Healthcare staples: It’s always a good idea to keep your medicine cabinet stocked with essentials like over-the-counter (OTC) medicines for cough and cold, allergy relief, and sun care. Fall is also a convenient time to look at the medicine you already have, clear out those past their expiration dates, and replace them with newer products.
 
  • Cough/cold medicine: Estimates are this year’s cold and flu season will be the worst in several years, so prepare yourself with Walgreens brand medications that will help you through coughs, congestion, sore throat and fever. All are formulated with the exact active ingredients as national brands and are Walgreens pharmacist recommended.
  • Allergy Relief: The end of the year may mean a respite from common outdoor allergens like pollen, but colder weather drives people indoors with less fresh air, where they’re more susceptible to allergens like mold, pet dander and dust mites. To treat the most frequent allergy symptoms try Walgreens Wal-Zyr Tablets as an antihistamine alternative to Zyrtec, Walgreens Wal-Phed PE tablets as a decongestant alternative to Sudafed PE and Walgreens Dye-Free Wal-Dryl tablets as an antihistamine alternative to Benadryl. For those who need additional relief from congestion, sneezing and itchy eyes, Walgreens Allergy Nasal Spray is recommended as an alternative to Flonase. For children, Walgreens Dye-Free Wal-Zyr Liquid provides 24-hour relief of allergy symptoms.

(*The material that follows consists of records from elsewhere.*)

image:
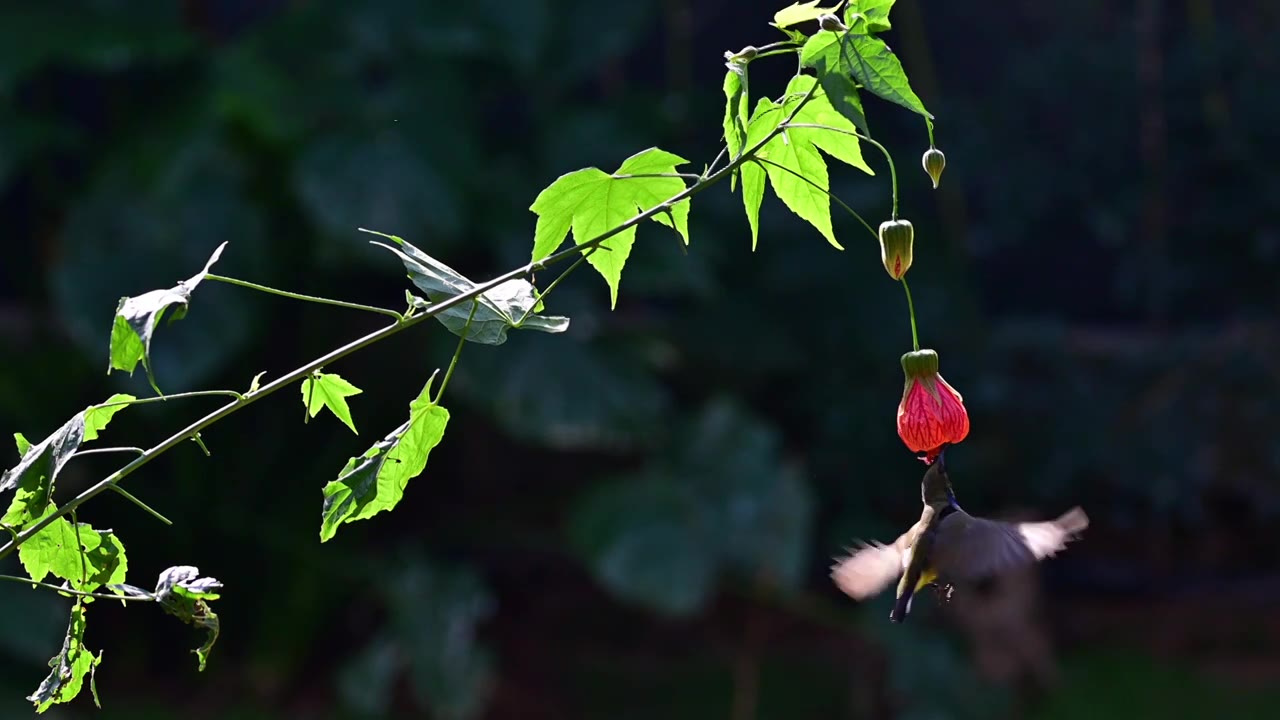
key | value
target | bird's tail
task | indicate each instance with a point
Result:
(901, 606)
(1073, 522)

  • Sun care: It may be closer to winter than summer, but that shouldn’t mean you stop protecting your skin when you step outside. The sun’s ultraviolet rays are potent year-round, so stock up on Walgreens sun care products like Walgreens Sunscreen 30 Sport Lotion, which is a good all-season choice to protect against UV radiation—especially for those who are active outdoors.
Don’t forget first aid: A first aid “go kit” is a must-have for any household. Use your pre-tax dollars to build one out with bandages, pain relievers like ibuprofen and acetaminophen, a digital thermometer, an antihistamine, Walgreens Triple Antibiotic Ointment to prevent infections on minor scrapes and cuts, hydrocortisone cream and aloe vera gel for irritated skin, and even a pulse oximeter to test blood oxygen levels.

Fight COVID with at-home tests: COVID-19 tests are still an important part of your defense against the virus’ ever-changing variants. Walgreens carries a variety of brands of at-home rapid antigen tests, and health insurance plans are now required to cover the cost of up to eight per month. FSA and HSA dollars can cover expenses if you go over the covered amount, or if you have a deductible to meet.

Now hear this!: Hearing aids, recently approved for over-the-counter sale by the U.S. Food & Drug Administration, will be available in Walgreens stores nationwide beginning Oct. 17. And better yet, they could be an eligible FSA/HSA expense. Walgreens is the exclusive drug channel for Lexie Lumen hearing aids, so now millions of Americans with mild-to-moderate hearing loss can purchase hearing aids, without a prescription, and pay for them with pre-tax dollars.
 
FSA eligible surprises: Core health and wellness items are perfect for FSA spending, but did you know there are a number of unexpected—but still important—healthcare items you can purchase with your FSA and HSA dollars?
  Home medical equipment: Even larger-ticket items like wheelchairs and walkers critical to in-home health are eligible for pre-tax dollars spending, and are available at Walgreens.